En el mes de nuestro aniversario seguimos viajando por el tiempo, y los años ’50 nos llevan a una etapa donde Talleres reafirmó su poder deportivo y empezó a forjar hitos que aún hoy laten en el corazón albiazul.
+ MIRÁ MÁS: Euge Quevedo alentó a Talleres a más no poder en el Clásico Cordobés: un recibimiento histórico
El comienzo de la década estuvo marcado por una de esas tardes que quedaron para siempre: el 24 de junio de 1951, Talleres venció 5 a 4 a Belgrano en la final del Campeonato Preparación y abrió el camino de una temporada perfecta. Ese año, la “T” conquistó los tres títulos oficiales que se disputaron y fue una máquina imparable de goles: 97 en 28 partidos. Una marca que reflejaba la potencia, el talento y la mística que ya acompañaban al equipo de Barrio Jardín.

En 1955, debutó un delantero destinado a convertirse en leyenda: Miguel Antonio “La Wanora” Romero, máximo goleador histórico del Club con 163 goles. Su olfato de gol, su entrega y su amor por la camiseta lo transformaron en un símbolo eterno para generaciones enteras de hinchas.

Le decían la Wanora por una vieja máquina de tejer, porque su juego parecía eso: una danza zigzagueante que bordaba fútbol. Entre 1955 y 1968, marcó 163 goles en 242 partidos, incluyendo 19 en 28 clásicos ante los de Alberdi. Fue el máximo artillero, el que más veces nos hizo gritar, el que ganó nueve títulos de liga, y el que nunca fue expulsado en 15 años de carrera. Un goleador exquisito, fino, de zurda precisa, que representó la esencia del Talleres de esa época: talento, humildad y conducta. También vistió la camiseta del seleccionado de Córdoba, fue preseleccionado para el Mundial del ’58, y años más tarde, dirigió al primer equipo albiazul.

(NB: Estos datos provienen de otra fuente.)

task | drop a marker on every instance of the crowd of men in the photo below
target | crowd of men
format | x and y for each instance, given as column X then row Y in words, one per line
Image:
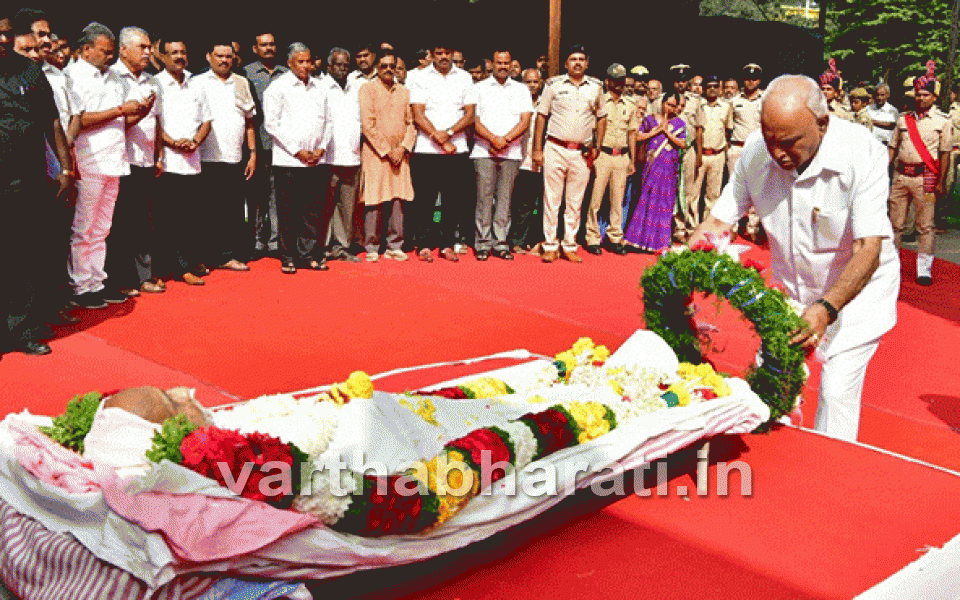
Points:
column 298, row 156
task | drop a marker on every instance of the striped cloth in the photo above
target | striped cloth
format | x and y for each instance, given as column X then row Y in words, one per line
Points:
column 38, row 564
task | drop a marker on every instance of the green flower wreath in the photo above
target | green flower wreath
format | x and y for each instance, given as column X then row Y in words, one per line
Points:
column 667, row 288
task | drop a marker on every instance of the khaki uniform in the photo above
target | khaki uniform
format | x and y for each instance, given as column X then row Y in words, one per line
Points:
column 713, row 120
column 684, row 222
column 744, row 120
column 611, row 167
column 954, row 117
column 573, row 111
column 936, row 132
column 837, row 109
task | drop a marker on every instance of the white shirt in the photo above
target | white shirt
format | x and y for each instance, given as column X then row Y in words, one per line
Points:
column 231, row 104
column 142, row 137
column 99, row 149
column 183, row 110
column 885, row 114
column 499, row 109
column 297, row 117
column 813, row 218
column 344, row 148
column 444, row 99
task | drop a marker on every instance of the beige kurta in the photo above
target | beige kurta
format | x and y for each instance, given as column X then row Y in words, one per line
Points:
column 387, row 122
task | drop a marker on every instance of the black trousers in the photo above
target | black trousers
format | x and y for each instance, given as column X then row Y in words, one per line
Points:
column 176, row 225
column 301, row 195
column 262, row 205
column 221, row 211
column 526, row 211
column 131, row 240
column 33, row 258
column 451, row 177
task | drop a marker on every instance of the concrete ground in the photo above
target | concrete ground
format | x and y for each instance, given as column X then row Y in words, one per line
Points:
column 947, row 246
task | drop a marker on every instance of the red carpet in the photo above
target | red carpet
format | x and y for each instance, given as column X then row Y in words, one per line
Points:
column 826, row 520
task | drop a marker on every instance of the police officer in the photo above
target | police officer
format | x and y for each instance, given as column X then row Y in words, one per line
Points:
column 744, row 120
column 614, row 163
column 711, row 121
column 920, row 170
column 832, row 84
column 685, row 223
column 574, row 104
column 859, row 103
column 29, row 257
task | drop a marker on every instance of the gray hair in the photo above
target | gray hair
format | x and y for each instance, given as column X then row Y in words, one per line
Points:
column 93, row 31
column 296, row 48
column 815, row 100
column 127, row 35
column 337, row 50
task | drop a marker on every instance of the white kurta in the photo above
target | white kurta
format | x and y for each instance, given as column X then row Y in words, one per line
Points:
column 813, row 218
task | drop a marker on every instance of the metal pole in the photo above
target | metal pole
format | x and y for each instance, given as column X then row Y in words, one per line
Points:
column 554, row 50
column 951, row 59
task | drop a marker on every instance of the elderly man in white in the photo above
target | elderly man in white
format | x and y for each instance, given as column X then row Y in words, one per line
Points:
column 98, row 97
column 825, row 210
column 297, row 116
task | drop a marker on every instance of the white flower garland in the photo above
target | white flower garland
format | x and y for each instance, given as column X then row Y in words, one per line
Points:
column 523, row 441
column 305, row 422
column 320, row 498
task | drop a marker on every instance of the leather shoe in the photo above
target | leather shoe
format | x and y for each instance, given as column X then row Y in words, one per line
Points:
column 450, row 254
column 65, row 317
column 152, row 287
column 235, row 265
column 35, row 348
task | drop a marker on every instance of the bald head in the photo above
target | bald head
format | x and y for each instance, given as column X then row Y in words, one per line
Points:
column 793, row 119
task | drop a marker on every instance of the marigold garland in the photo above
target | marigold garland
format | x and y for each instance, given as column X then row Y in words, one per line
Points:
column 667, row 288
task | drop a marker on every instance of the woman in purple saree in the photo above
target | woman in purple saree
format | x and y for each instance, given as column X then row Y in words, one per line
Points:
column 664, row 135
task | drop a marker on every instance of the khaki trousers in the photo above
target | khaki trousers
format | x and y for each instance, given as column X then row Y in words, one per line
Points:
column 712, row 172
column 610, row 170
column 562, row 167
column 905, row 191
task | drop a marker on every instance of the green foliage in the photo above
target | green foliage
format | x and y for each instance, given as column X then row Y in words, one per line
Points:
column 70, row 428
column 667, row 288
column 873, row 39
column 166, row 442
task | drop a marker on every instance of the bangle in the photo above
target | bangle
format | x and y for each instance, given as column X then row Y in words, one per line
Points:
column 832, row 311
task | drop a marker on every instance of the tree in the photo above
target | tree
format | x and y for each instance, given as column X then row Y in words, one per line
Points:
column 888, row 39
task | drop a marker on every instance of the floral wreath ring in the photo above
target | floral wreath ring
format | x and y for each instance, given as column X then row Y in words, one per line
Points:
column 668, row 286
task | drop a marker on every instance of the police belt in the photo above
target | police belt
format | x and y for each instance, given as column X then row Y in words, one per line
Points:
column 567, row 145
column 615, row 151
column 911, row 169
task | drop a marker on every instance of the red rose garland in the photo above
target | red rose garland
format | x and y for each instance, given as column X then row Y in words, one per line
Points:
column 478, row 440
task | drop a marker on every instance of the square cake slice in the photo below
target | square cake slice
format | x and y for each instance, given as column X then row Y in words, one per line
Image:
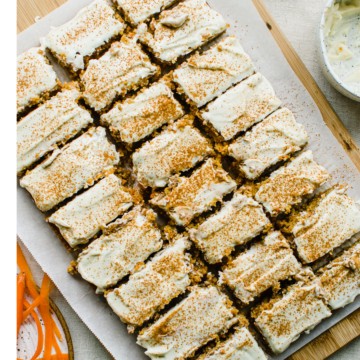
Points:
column 76, row 166
column 51, row 124
column 36, row 78
column 288, row 185
column 267, row 143
column 182, row 29
column 199, row 318
column 124, row 67
column 341, row 278
column 81, row 38
column 124, row 246
column 79, row 220
column 241, row 106
column 261, row 267
column 188, row 197
column 177, row 148
column 136, row 118
column 206, row 76
column 239, row 220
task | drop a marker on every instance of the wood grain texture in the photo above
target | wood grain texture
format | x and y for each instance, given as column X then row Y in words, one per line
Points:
column 349, row 328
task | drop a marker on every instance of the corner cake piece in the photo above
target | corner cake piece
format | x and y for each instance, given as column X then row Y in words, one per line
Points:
column 76, row 166
column 79, row 220
column 200, row 317
column 329, row 221
column 124, row 67
column 177, row 148
column 51, row 124
column 124, row 246
column 206, row 76
column 282, row 320
column 241, row 107
column 167, row 275
column 84, row 36
column 341, row 278
column 36, row 78
column 182, row 29
column 261, row 267
column 136, row 118
column 288, row 185
column 137, row 11
column 188, row 197
column 239, row 220
column 267, row 143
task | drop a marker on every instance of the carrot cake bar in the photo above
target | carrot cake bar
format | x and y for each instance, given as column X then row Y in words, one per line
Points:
column 188, row 197
column 79, row 220
column 124, row 67
column 241, row 345
column 178, row 148
column 164, row 277
column 138, row 117
column 330, row 220
column 206, row 76
column 76, row 166
column 241, row 106
column 180, row 30
column 240, row 220
column 282, row 320
column 261, row 267
column 123, row 247
column 196, row 320
column 288, row 185
column 341, row 278
column 85, row 35
column 36, row 78
column 51, row 124
column 267, row 143
column 137, row 11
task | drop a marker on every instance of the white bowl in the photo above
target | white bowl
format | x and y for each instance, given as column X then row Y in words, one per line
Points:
column 325, row 64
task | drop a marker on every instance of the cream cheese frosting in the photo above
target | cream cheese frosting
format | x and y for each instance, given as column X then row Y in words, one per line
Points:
column 261, row 267
column 239, row 220
column 91, row 28
column 206, row 76
column 125, row 244
column 182, row 29
column 79, row 220
column 52, row 123
column 76, row 166
column 269, row 142
column 138, row 117
column 178, row 148
column 163, row 278
column 288, row 185
column 203, row 314
column 188, row 197
column 241, row 106
column 334, row 219
column 35, row 76
column 122, row 68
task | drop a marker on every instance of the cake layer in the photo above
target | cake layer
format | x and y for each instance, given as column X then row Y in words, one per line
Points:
column 188, row 197
column 182, row 29
column 241, row 106
column 76, row 166
column 239, row 220
column 206, row 76
column 267, row 143
column 124, row 246
column 192, row 323
column 79, row 220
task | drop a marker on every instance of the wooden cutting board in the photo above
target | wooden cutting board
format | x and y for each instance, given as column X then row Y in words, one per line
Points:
column 348, row 329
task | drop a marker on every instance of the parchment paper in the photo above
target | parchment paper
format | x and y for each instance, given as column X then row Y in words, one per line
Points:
column 46, row 248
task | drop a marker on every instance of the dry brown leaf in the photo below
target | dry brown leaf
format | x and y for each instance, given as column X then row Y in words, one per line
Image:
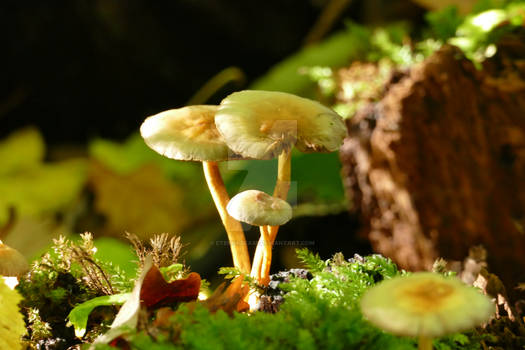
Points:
column 232, row 299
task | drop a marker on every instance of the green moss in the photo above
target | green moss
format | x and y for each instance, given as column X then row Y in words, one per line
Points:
column 320, row 313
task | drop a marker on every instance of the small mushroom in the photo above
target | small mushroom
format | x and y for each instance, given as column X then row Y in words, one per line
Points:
column 189, row 133
column 260, row 209
column 425, row 305
column 267, row 124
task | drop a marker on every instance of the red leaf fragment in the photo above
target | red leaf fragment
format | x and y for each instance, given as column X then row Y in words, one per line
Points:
column 156, row 291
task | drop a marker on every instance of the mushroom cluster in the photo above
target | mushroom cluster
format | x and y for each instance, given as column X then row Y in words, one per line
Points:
column 247, row 125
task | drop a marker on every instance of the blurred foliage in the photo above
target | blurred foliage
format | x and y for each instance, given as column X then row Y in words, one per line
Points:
column 142, row 202
column 335, row 51
column 32, row 187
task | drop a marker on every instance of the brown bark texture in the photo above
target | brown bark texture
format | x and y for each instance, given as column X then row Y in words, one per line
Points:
column 438, row 164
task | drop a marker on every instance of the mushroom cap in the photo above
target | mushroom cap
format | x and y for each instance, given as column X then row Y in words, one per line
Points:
column 12, row 262
column 425, row 304
column 262, row 124
column 259, row 209
column 187, row 133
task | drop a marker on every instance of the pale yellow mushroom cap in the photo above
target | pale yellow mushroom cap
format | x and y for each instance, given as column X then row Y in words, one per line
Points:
column 12, row 262
column 12, row 326
column 259, row 209
column 262, row 124
column 187, row 133
column 425, row 304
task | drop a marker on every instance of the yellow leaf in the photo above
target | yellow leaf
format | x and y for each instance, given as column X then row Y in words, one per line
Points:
column 143, row 202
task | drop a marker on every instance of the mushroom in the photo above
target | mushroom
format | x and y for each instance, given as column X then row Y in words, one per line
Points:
column 260, row 209
column 267, row 124
column 425, row 305
column 189, row 133
column 12, row 264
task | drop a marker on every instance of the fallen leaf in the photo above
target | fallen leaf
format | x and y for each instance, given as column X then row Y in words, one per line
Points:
column 156, row 291
column 144, row 201
column 128, row 314
column 230, row 300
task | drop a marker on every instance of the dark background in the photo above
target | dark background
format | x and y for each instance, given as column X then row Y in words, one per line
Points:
column 82, row 68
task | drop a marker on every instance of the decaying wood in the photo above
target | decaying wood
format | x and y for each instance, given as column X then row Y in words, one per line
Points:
column 438, row 164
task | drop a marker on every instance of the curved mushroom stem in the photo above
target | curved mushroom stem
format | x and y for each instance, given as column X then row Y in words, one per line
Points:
column 238, row 246
column 425, row 343
column 282, row 186
column 264, row 277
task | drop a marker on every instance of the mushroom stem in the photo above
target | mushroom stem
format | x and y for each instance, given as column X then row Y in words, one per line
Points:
column 425, row 343
column 238, row 246
column 265, row 266
column 282, row 186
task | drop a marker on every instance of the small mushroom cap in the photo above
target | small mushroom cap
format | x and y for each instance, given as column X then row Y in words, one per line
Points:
column 259, row 209
column 262, row 124
column 426, row 304
column 187, row 133
column 12, row 263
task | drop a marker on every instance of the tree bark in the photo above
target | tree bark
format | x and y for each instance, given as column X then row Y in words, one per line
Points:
column 438, row 164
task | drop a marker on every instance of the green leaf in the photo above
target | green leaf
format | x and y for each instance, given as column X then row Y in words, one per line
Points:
column 21, row 149
column 336, row 50
column 78, row 317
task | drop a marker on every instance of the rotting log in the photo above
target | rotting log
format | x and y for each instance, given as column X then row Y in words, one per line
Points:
column 437, row 165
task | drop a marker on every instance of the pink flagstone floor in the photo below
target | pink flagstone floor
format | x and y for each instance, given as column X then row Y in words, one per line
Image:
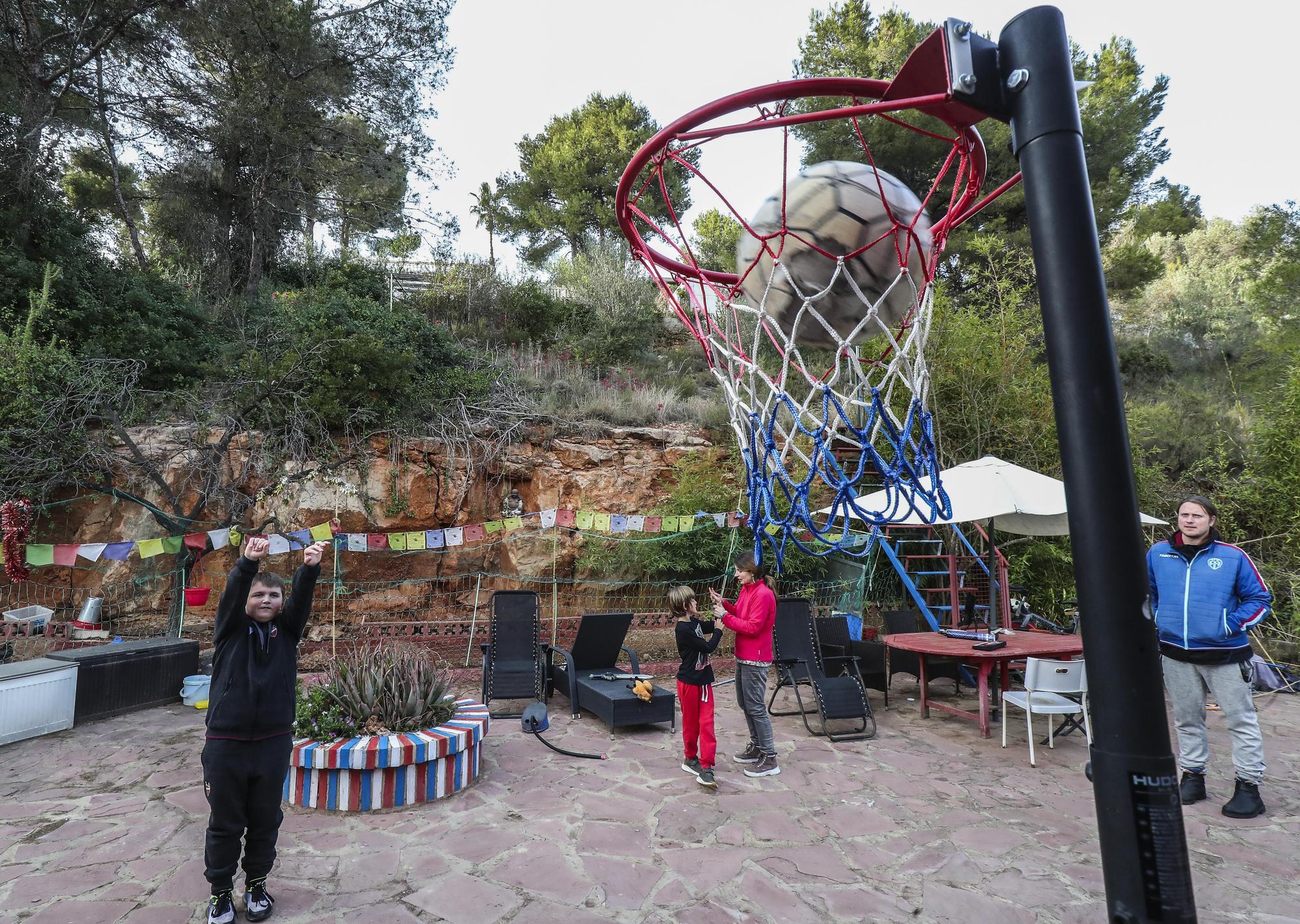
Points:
column 926, row 823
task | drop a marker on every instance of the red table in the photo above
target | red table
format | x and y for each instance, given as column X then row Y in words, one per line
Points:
column 1019, row 648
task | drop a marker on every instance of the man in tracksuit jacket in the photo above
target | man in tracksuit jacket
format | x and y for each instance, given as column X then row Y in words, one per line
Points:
column 1206, row 595
column 250, row 725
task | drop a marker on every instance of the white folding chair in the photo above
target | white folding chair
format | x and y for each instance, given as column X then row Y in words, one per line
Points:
column 1045, row 684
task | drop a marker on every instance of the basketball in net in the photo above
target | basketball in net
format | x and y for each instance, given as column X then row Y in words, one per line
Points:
column 848, row 231
column 818, row 340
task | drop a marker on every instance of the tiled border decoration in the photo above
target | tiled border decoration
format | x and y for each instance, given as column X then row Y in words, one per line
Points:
column 374, row 773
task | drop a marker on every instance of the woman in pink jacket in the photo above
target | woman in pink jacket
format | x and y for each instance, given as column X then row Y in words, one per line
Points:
column 752, row 619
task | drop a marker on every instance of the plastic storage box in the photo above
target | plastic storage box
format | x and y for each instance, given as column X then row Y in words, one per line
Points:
column 37, row 697
column 131, row 676
column 36, row 617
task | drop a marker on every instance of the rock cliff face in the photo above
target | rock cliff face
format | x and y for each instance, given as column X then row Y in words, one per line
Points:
column 405, row 485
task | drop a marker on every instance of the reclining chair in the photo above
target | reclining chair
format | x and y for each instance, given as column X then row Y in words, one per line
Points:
column 800, row 663
column 514, row 654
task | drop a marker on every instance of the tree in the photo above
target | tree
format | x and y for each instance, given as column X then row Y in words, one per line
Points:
column 564, row 192
column 716, row 238
column 1121, row 144
column 488, row 210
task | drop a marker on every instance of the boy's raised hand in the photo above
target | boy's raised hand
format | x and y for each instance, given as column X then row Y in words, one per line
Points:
column 257, row 548
column 313, row 554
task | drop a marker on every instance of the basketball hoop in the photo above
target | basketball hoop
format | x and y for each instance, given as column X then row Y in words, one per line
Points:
column 827, row 407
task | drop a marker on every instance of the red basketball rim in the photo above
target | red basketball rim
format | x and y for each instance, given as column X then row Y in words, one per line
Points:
column 688, row 129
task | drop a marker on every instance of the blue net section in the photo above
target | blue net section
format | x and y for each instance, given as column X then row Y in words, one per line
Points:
column 827, row 494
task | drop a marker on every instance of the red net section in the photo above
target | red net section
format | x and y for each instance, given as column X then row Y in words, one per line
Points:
column 816, row 323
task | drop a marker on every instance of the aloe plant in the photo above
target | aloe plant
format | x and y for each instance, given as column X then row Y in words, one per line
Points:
column 391, row 688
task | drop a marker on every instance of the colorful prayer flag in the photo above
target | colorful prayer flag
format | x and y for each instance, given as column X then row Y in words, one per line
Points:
column 148, row 548
column 41, row 554
column 92, row 550
column 119, row 552
column 322, row 532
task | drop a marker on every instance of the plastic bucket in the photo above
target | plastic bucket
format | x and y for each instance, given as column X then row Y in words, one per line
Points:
column 196, row 689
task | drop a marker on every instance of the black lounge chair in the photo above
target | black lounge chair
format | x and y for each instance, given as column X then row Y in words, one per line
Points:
column 833, row 635
column 514, row 656
column 800, row 663
column 903, row 622
column 595, row 652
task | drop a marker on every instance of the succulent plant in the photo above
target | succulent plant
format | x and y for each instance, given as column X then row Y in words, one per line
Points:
column 391, row 688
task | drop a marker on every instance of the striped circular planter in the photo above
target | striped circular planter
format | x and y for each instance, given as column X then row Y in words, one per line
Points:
column 385, row 771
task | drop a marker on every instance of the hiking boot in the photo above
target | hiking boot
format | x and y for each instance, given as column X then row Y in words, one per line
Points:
column 1193, row 788
column 222, row 909
column 766, row 766
column 1246, row 802
column 258, row 901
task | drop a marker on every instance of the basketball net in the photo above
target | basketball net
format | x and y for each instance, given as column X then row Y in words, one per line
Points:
column 818, row 427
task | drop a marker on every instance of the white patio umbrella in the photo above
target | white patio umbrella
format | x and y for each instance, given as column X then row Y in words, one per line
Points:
column 1020, row 500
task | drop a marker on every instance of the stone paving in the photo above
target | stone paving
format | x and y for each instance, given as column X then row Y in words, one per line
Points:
column 105, row 823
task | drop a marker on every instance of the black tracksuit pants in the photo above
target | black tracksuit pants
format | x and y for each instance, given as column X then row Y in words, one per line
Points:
column 245, row 782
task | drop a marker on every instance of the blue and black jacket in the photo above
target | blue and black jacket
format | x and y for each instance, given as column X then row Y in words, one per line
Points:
column 1206, row 598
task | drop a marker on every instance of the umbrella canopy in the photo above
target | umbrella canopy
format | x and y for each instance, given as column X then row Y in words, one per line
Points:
column 1020, row 500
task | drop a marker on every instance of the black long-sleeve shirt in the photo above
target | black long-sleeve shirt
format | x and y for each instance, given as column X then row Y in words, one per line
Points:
column 696, row 641
column 254, row 669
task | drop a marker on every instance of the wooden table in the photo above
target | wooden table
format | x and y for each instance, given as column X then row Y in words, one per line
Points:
column 1019, row 648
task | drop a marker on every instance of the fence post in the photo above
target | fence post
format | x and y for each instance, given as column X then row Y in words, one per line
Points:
column 474, row 619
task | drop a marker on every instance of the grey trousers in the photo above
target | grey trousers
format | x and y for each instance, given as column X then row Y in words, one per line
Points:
column 752, row 696
column 1232, row 691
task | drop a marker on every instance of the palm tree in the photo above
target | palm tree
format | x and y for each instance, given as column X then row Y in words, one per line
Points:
column 488, row 209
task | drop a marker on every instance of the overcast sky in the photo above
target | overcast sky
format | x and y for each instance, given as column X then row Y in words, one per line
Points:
column 1228, row 118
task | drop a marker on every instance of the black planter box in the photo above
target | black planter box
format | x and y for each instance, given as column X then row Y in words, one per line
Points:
column 129, row 676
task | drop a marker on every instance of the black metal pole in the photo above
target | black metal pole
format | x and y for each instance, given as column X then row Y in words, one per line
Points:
column 1136, row 783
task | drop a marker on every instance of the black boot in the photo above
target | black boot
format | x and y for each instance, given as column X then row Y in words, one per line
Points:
column 1246, row 802
column 1193, row 788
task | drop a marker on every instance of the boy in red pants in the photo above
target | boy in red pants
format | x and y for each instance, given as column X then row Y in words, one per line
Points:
column 696, row 641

Como si eso fuera poco, hacia el final de la década, en 1959, apareció un joven que cambiaría la historia: Daniel Willington. Con su talento inigualable y su magia con la pelota, sería con el tiempo uno de los máximos ídolos de Talleres y una bandera de la identidad futbolística albiazul.
En 1956, Talleres y los de Alberdi dieron un paso histórico al retirarse de la Liga Cordobesa, en solidaridad con la lucha de los clubes del interior por sus derechos. Ambos solicitaron la afiliación directa a la AFA, marcando el inicio de una nueva etapa en la búsqueda de igualdad y protagonismo nacional.
Los años ’50 fueron, en definitiva, una década de grandeza y convicción. De goles, ídolos y lucha. De una “T” que se sabía gigante y empezaba a mirar más allá de los límites de Córdoba, soñando con el lugar que hoy ocupa en el fútbol argentino.